The doctor who used a suction during the baby’s delivery 15 times is being sued by the parents of a newborn from Connecticut who passed away exactly 24 hours after the baby was delivered.
Alexander M. Diaz, Danielle Mackenzie and Fabrice Diaz’s son, was born on February 18; according to their lawsuit, Dr. Jay Matut, an OB/GYN at Greenwich Hospital, used a vacuum to deliver the baby.
According to the lawsuit, Mackenzie went into labor on February 17, when she was forty weeks and three days pregnant, setting off a sequence of circumstances that ultimately led to her death.
She was fully dilated around 8:10 p.m. and told to begin pushing. Following an estimated one hour and forty minutes of pushing, Matut proposed that the mother have a vacuum-assisted delivery in order to hasten the birth, according to court filings.
The lawsuit claims that Matut applied and released the vacuum to the baby’s head twelve times in a half-hour period. The mother was told to push on her own at 10:14 p.m. The lawsuit claims that after the mother pushed for 36 minutes, Dr. Matut gave her an episiotomy and delivered the baby at 10:58 p.m. after reapplying and releasing the suction at least three more times.
The newborn’s condition is described in the court records. He was limp, his head bloated, and he did not cry. In critical condition, he was admitted right away to the hospital’s newborn intensive care unit.
He was admitted to the newborn critical care unit of Yale New Haven Hospital when his condition didn’t get better, and the lawsuit stated that the following night, at 10:58 p.m., he passed away there.
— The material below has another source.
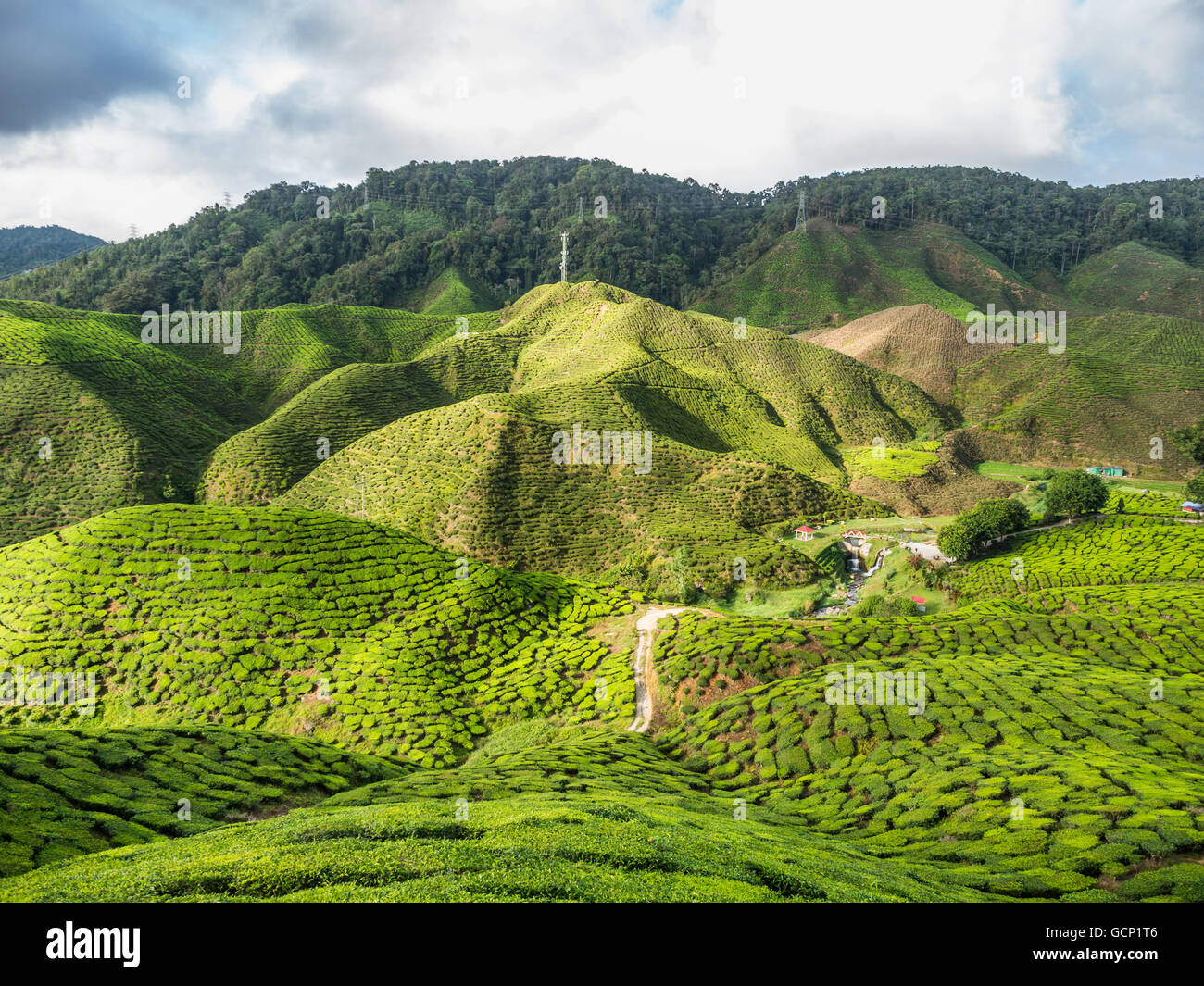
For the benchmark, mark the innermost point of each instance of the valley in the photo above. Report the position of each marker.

Hemorrhagic hypovolemic shock brought on by a large subgaleal hematoma was the cause of his death.
According to court records, Matut “acted in a manner that constituted an extreme departure from ordinary care and in a situation where a high degree of danger was apparent under all of the circumstances then and there present, with a reckless and conscious disregard of the just rights and safety of the infant-plaintiff decedent.”
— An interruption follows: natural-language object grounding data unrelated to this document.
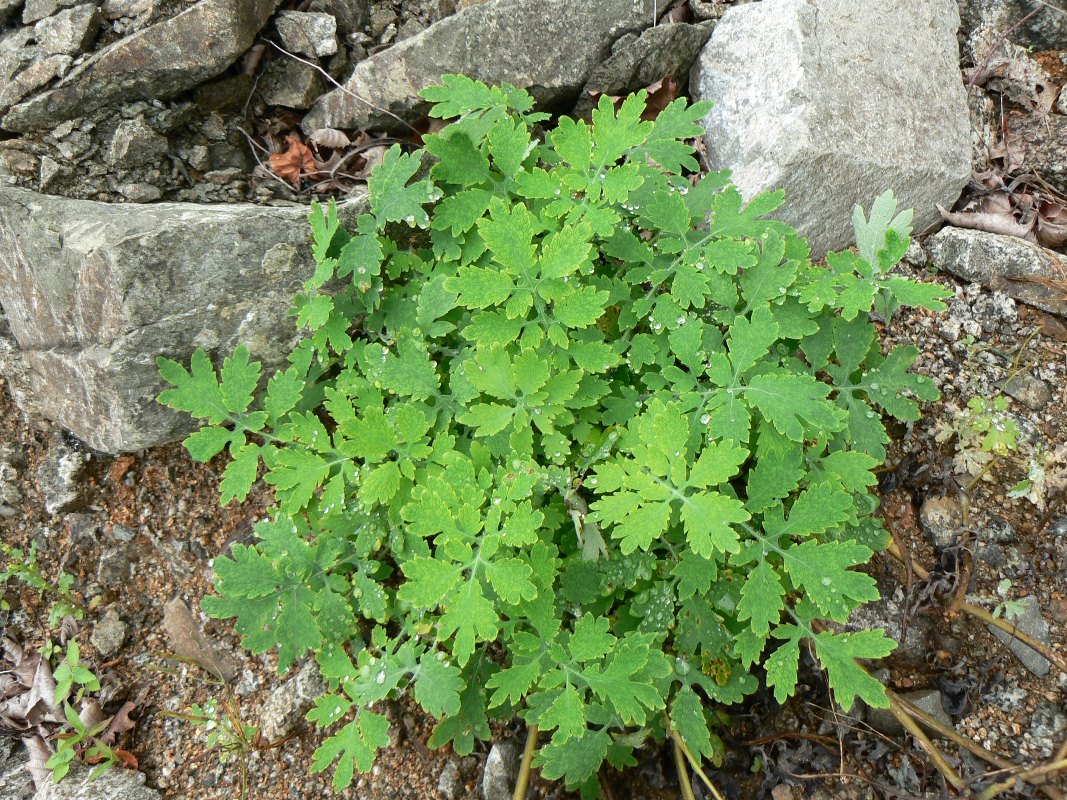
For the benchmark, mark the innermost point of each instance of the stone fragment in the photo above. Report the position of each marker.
(49, 169)
(658, 52)
(109, 634)
(941, 520)
(35, 10)
(155, 63)
(140, 192)
(120, 9)
(68, 32)
(134, 144)
(307, 33)
(287, 705)
(1046, 729)
(351, 15)
(8, 9)
(113, 784)
(113, 566)
(60, 477)
(11, 495)
(1046, 138)
(833, 125)
(94, 291)
(924, 700)
(1033, 623)
(33, 78)
(548, 47)
(1033, 393)
(291, 84)
(1046, 30)
(502, 770)
(1020, 269)
(449, 782)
In addition to other claims, the lawsuit accuses Greenwich Hospital, Yale New Haven Health, Summit Health, and Matut of negligence, negligently causing emotional distress, and recklessness for improperly using the vacuum, failing to give up on the device, using it for more than fifteen minutes, failing to recommend a cesarean section, and disobeying the mother’s request for a c-section following a failed vacuum delivery.